Not understanding who the closing attorney represents
The buyer typically picks the closing attorney in North Carolina. That attorney handles the title search, prepares documents, and processes the closing. But they’re acting as a neutral party — they’re not your advocate. If the contract has a term that’s bad for you, the closing attorney isn’t required to point it out. That’s why hiring your own attorney to review the purchase agreement before you sign it is worth the $200 to $500. One attorney protects your interests in the contract. The other processes the closing. Even combined, you’re spending under $2,000 on legal help versus the $21,000 in agent commissions.
Forgetting the Outer Banks transfer tax
If you’re selling in Dare, Currituck, or any of the other five northeastern counties that levy a local land transfer tax, that 1% hits on top of the state excise tax. On a $500,000 beach house, the county transfer tax alone is $5,000. Budget for it. Your closing attorney will calculate it, but don’t let it surprise you at the closing table.
How the NAR settlement affects North Carolina FSBO sales
The 2024 NAR settlement changed how buyer agent commissions work in North Carolina, just like everywhere else. Buyer agent compensation can no longer be listed on the MLS. Buyers must sign a written representation agreement with their agent before touring homes.
For FSBO sellers, this means you’ll hear the question: “Are you offering buyer agent compensation?” You’re not required to offer anything. If you decide to offer compensation to attract represented buyers, you’ll need to advertise it off the MLS — on your yard sign, property website, or in direct conversations with agents.
If an unrepresented buyer shows up (and more will, now that buyers are on the hook for their agent’s fee), you’ll want a plan for handling that transaction without agents on either side.
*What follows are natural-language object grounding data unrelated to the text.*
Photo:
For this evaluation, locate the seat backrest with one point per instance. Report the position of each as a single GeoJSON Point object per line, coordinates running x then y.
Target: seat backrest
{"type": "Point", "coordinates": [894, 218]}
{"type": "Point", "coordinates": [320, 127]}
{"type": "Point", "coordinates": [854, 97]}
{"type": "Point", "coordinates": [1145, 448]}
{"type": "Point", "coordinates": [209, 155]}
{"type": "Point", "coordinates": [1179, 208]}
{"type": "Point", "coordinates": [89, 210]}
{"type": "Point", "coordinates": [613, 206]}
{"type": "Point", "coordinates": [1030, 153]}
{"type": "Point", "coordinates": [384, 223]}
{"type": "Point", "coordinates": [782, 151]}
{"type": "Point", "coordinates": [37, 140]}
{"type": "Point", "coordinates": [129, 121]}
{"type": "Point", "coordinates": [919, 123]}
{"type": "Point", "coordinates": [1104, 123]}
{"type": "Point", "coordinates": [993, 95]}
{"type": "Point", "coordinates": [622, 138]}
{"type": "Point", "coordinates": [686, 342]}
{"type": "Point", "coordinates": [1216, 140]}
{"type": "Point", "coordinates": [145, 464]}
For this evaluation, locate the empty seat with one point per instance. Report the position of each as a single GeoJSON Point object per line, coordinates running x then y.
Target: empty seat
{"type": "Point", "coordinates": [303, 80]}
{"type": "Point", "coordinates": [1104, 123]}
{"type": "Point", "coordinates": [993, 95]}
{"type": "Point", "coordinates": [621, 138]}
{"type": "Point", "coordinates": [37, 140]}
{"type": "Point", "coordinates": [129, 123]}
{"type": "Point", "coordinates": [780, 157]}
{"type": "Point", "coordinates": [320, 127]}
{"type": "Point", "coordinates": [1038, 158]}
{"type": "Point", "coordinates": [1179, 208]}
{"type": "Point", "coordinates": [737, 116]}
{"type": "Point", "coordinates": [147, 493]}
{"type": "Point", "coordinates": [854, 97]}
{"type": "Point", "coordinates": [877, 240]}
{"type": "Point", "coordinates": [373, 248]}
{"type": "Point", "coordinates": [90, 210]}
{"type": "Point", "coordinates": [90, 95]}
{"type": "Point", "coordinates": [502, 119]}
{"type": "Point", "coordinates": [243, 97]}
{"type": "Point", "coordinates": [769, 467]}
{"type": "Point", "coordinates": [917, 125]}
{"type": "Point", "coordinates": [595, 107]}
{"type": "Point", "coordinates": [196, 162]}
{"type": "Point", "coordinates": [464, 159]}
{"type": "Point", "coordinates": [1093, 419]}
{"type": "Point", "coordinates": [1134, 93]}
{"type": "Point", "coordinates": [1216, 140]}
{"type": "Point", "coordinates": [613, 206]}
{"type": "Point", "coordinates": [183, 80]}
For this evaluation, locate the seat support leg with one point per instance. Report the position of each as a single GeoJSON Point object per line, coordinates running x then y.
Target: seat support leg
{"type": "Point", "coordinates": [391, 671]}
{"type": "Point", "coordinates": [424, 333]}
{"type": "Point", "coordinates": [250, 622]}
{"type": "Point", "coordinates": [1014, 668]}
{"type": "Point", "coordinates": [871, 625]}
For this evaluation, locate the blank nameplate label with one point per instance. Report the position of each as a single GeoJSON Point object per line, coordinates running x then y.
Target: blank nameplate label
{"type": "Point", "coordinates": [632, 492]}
For the full picture of how the settlement changed the rules, read Selling FSBO after the NAR settlement and Do sellers have to pay the buyer’s agent?.
After the contract: what happens at closing
Once you and the buyer sign the purchase agreement and the due diligence period expires without termination, you’re headed to closing. In North Carolina, that means a licensed attorney handles the entire process.
The closing attorney conducts the title search, prepares the general warranty deed, calculates the excise tax, manages the escrow account, and records the deed with the county register of deeds. You’ll sign the deed, the closing disclosure, and any required affidavits. The buyer signs their mortgage documents if they’re financing.
Bring a valid photo ID and your most recent mortgage payoff statement. The closing attorney will wire the payoff to your lender and wire your proceeds to you. Verify the wire instructions by phone before the closing date — wire fraud in real estate closings is a growing problem, and North Carolina is no exception.
For the full list of documents you’ll need at closing, check the FSBO closing checklist.
Your next step: call two or three real estate attorneys in your county. Ask what they charge for a flat-fee closing and whether they’ll prepare your purchase agreement as part of the package. Get the contract ready before a buyer shows up, and you’ll be the FSBO seller who looks like they’ve done this before.